Using Hubble, astronomers have inferred the possible existence of exoplanets around several other stars with disks, including TW Hydrae, HD 141569, and Beta Pictoris.

Hubble continues to make significant contributions to the search for and study of planets around other stars. Its longevity, stability and instrumental sensitivity make it a unique asset in the quest for understanding alien worlds.

How Do Exoplanets Form?

Direct visual evidence shows that planets form from circumstellar disks of gas and dust around young stars. These disks, also known as protoplanetary disks, are difficult to observe, as they surround a star that is typically 100,000 times brighter than the disk. Hubble’s exquisite resolution and sensitivity, as well as its high-contrast imaging — in which the overwhelming light from the star is blocked — have provided numerous observations of these disks. Though the disks only reflect visible light from the star, they glow in infrared light, which Hubble can also detect.

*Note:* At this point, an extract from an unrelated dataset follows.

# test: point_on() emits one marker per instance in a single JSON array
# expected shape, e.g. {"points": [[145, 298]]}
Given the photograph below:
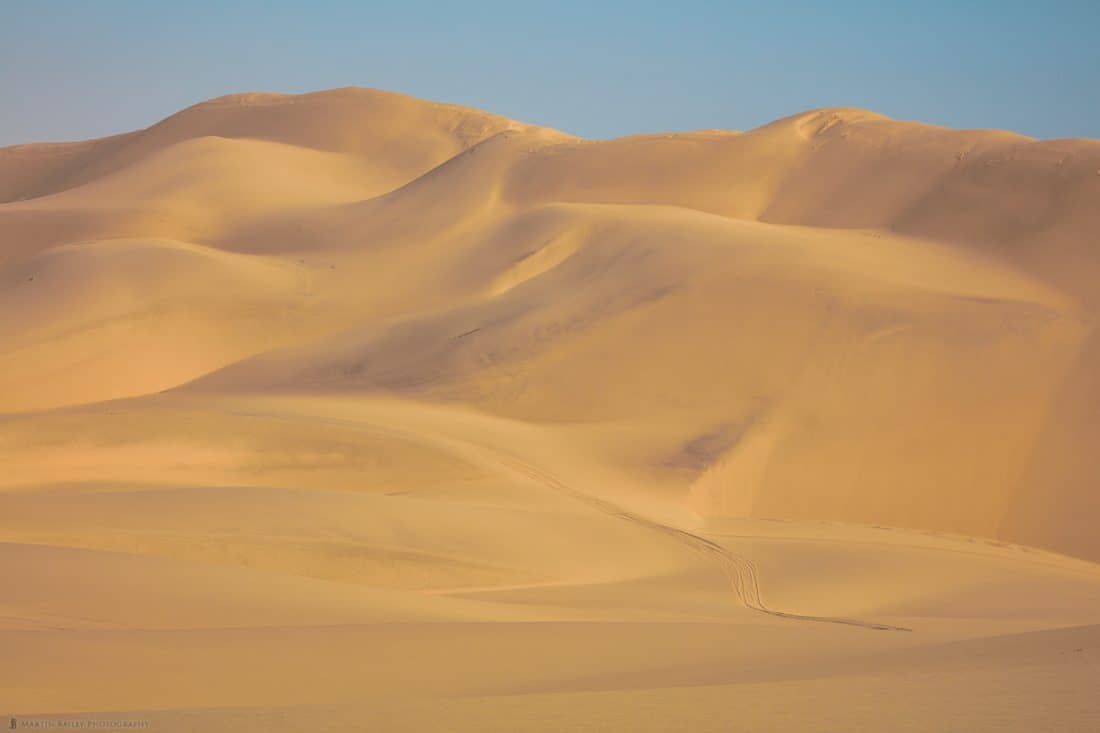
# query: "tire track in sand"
{"points": [[743, 573]]}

Astronomers are using both old and new Hubble observations to discover disks forming around other stars.

• Finding Disks in Archived Data: By applying new image-processing techniques, astronomers have been able to tease out images of disks previously hidden in Hubble infrared data taken years ago. Such discoveries underscore the importance of archiving astronomical observations for future astronomers.
• New Survey of Disks: Astronomers have completed large visible-light imaging surveys of dusty disks around other stars. These disks, likely created by collisions between leftover objects from planet formation, were imaged around stars as young as 10 million years old and as mature as more than 1 billion years old.

These dust-disk searches reveal surprising characteristics of planet-forming disks, and no two look the same. These are not uniform flat disks; they are three-dimensional shapes with many smaller complex features. For instance, features in one ring-like system resemble a huge spray of debris from the recent collision of two objects.
 

This small sample shows marked diversity. Because planets form within these disks, the shapes of the disks should reflect the architectures of the forming planetary systems. The Hubble results are consistent with exoplanet observations, where planets are found arranged in orbits that are very different than those seen in our solar system.

These disk surveys also yield insight into how our solar system formed and developed. In particular, a suspected planet collision may be similar to how the Earth-Moon system or the Pluto-Charon system formed over 4 billion years ago. In those cases, collisions between planet-sized bodies cast debris that then coalesced into companion moons.

With the launch of the James Webb Space Telescope, disk systems like these are being observed in more detail in the infrared, potentially revealing evidence of newly formed planets.